Ocean Talks discusses the sea in Cascais

The second edition of Ocean Talks warns of the problems faced by our oceans and provides tips on sustainable use

The Galp Foundation held the second edition of Ocean Talks, which included debates to promote discussion on the opportunities in relation to the sea and the creation of value based on the oceans, at the Museum of the Sea, in Cascais.

Joana Garoupa, the foundation´s managing director, introduced the debate, arguing that this type of activity is essential at a company “emotionally associated with the sea”, such as Galp.
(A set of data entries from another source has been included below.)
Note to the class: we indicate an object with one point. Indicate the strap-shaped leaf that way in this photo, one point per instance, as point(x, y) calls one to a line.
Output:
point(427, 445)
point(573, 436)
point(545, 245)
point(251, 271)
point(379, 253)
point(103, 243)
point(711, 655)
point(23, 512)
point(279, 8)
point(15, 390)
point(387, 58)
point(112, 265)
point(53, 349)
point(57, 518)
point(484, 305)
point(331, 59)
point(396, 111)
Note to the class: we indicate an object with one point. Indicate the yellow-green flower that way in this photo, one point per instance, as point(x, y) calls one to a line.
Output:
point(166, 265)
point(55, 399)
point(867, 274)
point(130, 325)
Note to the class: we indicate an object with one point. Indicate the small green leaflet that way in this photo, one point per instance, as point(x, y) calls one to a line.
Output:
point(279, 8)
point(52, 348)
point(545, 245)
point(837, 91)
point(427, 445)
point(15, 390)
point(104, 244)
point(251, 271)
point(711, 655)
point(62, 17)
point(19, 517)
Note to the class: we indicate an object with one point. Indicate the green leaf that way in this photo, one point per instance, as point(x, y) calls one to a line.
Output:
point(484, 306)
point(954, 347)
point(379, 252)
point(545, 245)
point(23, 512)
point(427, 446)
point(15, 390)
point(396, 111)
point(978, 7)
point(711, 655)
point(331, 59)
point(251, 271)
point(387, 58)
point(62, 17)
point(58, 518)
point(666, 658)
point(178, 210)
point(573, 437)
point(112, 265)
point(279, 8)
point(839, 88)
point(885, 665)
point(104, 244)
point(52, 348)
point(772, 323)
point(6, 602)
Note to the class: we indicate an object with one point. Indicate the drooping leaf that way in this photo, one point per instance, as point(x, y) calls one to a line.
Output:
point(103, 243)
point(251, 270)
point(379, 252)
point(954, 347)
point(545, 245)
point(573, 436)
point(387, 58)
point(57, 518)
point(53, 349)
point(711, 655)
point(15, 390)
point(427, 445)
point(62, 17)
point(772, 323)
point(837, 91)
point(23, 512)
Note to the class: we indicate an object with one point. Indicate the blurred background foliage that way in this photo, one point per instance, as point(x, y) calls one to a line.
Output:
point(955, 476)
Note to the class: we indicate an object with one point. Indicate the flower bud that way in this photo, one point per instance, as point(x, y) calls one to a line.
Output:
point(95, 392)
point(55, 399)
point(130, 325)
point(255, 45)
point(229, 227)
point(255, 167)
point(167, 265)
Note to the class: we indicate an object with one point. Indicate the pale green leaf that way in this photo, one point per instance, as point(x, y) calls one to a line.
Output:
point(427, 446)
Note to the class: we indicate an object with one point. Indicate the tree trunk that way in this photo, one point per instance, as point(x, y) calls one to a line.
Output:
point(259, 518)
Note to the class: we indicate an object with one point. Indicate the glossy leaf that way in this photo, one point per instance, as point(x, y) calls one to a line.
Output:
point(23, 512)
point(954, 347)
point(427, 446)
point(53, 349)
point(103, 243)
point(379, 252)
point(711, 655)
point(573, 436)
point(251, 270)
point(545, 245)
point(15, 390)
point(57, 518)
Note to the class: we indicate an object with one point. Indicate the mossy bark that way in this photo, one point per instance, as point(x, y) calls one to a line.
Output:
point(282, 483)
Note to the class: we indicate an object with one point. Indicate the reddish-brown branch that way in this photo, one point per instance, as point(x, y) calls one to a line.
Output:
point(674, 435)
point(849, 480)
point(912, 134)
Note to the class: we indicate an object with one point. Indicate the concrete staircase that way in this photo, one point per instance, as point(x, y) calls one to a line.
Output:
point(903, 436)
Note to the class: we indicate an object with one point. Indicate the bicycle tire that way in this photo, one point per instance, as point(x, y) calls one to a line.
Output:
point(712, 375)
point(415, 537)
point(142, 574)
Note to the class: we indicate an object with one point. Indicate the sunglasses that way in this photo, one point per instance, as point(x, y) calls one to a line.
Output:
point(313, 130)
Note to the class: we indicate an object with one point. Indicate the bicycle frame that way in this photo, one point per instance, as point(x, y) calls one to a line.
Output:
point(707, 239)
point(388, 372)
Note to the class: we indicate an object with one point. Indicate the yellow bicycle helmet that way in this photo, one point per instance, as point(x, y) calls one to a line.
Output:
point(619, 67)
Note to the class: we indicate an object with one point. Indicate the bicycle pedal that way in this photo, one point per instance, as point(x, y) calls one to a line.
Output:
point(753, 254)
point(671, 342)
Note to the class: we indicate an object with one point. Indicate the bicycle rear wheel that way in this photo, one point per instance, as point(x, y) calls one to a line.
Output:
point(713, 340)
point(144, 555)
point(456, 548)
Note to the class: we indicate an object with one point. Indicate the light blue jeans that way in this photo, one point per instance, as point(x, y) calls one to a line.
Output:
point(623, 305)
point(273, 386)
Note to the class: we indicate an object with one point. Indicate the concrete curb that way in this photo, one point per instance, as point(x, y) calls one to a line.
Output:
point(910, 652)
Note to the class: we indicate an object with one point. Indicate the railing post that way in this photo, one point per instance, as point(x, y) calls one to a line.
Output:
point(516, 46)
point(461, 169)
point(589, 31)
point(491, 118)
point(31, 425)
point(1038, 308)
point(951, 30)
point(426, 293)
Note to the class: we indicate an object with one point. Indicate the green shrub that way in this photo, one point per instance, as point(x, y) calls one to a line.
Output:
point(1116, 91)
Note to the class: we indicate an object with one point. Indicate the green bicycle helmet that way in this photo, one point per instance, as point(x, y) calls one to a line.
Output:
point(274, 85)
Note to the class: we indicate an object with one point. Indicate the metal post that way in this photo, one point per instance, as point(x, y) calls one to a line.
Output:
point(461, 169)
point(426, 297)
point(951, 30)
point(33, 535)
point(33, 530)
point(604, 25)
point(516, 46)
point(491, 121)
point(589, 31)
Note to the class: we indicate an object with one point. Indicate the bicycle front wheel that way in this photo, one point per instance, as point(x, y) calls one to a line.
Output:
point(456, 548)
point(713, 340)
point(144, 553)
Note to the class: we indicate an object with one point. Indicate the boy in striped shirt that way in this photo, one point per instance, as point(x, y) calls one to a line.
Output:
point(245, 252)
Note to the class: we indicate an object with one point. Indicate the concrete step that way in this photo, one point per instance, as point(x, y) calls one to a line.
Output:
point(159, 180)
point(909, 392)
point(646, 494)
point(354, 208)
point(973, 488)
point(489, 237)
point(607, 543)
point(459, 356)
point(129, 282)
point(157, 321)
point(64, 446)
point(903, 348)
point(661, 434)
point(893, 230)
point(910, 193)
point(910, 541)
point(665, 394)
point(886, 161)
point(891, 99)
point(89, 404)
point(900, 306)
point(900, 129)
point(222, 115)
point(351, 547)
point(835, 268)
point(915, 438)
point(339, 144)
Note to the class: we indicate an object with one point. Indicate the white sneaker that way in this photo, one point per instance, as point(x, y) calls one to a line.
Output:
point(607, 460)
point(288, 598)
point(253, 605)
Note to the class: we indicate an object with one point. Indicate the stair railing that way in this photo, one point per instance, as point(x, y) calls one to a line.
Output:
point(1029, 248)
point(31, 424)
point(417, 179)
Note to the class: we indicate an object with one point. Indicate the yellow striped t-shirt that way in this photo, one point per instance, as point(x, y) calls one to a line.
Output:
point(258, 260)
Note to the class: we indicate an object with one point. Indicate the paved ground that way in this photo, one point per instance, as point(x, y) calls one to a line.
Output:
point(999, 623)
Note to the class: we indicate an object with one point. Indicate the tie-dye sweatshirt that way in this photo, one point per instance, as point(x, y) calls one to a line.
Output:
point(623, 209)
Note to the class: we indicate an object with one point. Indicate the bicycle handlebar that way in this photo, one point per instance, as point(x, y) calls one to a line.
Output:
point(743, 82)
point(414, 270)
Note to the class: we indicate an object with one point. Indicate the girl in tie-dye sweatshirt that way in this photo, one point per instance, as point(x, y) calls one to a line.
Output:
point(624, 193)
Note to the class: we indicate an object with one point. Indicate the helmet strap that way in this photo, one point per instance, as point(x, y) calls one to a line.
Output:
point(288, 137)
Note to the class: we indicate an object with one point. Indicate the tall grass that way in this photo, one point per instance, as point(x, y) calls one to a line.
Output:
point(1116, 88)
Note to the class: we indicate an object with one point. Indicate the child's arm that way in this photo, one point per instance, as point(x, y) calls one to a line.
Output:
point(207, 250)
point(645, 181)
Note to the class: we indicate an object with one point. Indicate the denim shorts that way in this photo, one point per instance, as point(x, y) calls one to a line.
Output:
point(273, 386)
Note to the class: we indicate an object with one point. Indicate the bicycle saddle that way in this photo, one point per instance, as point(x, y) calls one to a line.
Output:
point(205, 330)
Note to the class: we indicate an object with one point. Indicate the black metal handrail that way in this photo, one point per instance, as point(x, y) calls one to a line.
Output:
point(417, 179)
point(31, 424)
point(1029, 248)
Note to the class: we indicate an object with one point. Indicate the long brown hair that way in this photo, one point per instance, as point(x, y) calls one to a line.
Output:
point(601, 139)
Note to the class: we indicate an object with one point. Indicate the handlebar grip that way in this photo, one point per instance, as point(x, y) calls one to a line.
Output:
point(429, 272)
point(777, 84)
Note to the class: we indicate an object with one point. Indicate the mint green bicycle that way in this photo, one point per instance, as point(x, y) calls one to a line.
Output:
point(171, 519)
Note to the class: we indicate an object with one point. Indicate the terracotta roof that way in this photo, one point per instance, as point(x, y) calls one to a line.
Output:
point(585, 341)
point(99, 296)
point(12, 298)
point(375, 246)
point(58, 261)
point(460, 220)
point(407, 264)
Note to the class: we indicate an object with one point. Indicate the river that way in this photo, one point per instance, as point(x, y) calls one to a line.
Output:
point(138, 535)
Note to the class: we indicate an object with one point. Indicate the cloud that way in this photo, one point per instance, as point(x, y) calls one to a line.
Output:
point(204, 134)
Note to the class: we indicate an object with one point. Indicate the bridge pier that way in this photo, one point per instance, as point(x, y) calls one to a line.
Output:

On the day the town celebrated its 165th anniversary, Joana Balsemão, a municipal councillor, explained, in her presentation, the connection of a parish with 24 km of coastline with the sea. Emphasising the town council´s concern with the environment, she spoke, for example, about surveying the five main ecosystems present in the coastal region. The aim is to “ascertain where the threats and main pressure points are, in order to find out if we need to create more protected areas”, she said.

Nuno Lourenço, manager of Business Development at CEiiA, underlined the importance of technology in the economic exploration of the opportunities provided by the oceans, in addition to its role in studying the impact of economic activity on the oceans as a means of finding solutions. “For this to happen, the use and interaction of smart vehicles to report and exchange information will be necessary”, explained Nuno Lourenço. The system would also need to include interfaces to enable the most relevant information to be worked on and to be used by companies, states and their organisations.


The knowledge acquired would then be disclosed to the general public, thereby helping to bring human societies closer to the issue of the oceans, and, above all, to understand the impact of their activity on the open sea.

Some of the negative impacts were presented by Rui Rosa, a professor at the University of Lisbon School of Science. He illustrated, for example, that there were over a million marine species threatened with extinction in April this year, particularly large fish. Excessive fishing is one of the reasons. The other is the destruction of the habitats due to pollution – with plastic, for example – and to climate change.

On the one hand, the excess of CO2 in the atmosphere is being largely absorbed by the oceans, which has resulted in an increase in acidity levels. On the other, the volume of areas with no available oxygen is growing. This is changing the behaviour of marine species such as sharks, whose activity has increased in certain areas, principally on the surface, to the detriment of others.


Solutions need to be found, and Patrícia Furtado de Mendonça, founder of the Acqua Mater project, explained that there is already plenty of information on what not to do, and that the time has come to take a positive approach, “finding ways of encouraging people to love the oceans, because if you love something, you take care of it”. These initiatives must be geared to the younger members of society, “as the future of our planet depends on them as well”, she argued.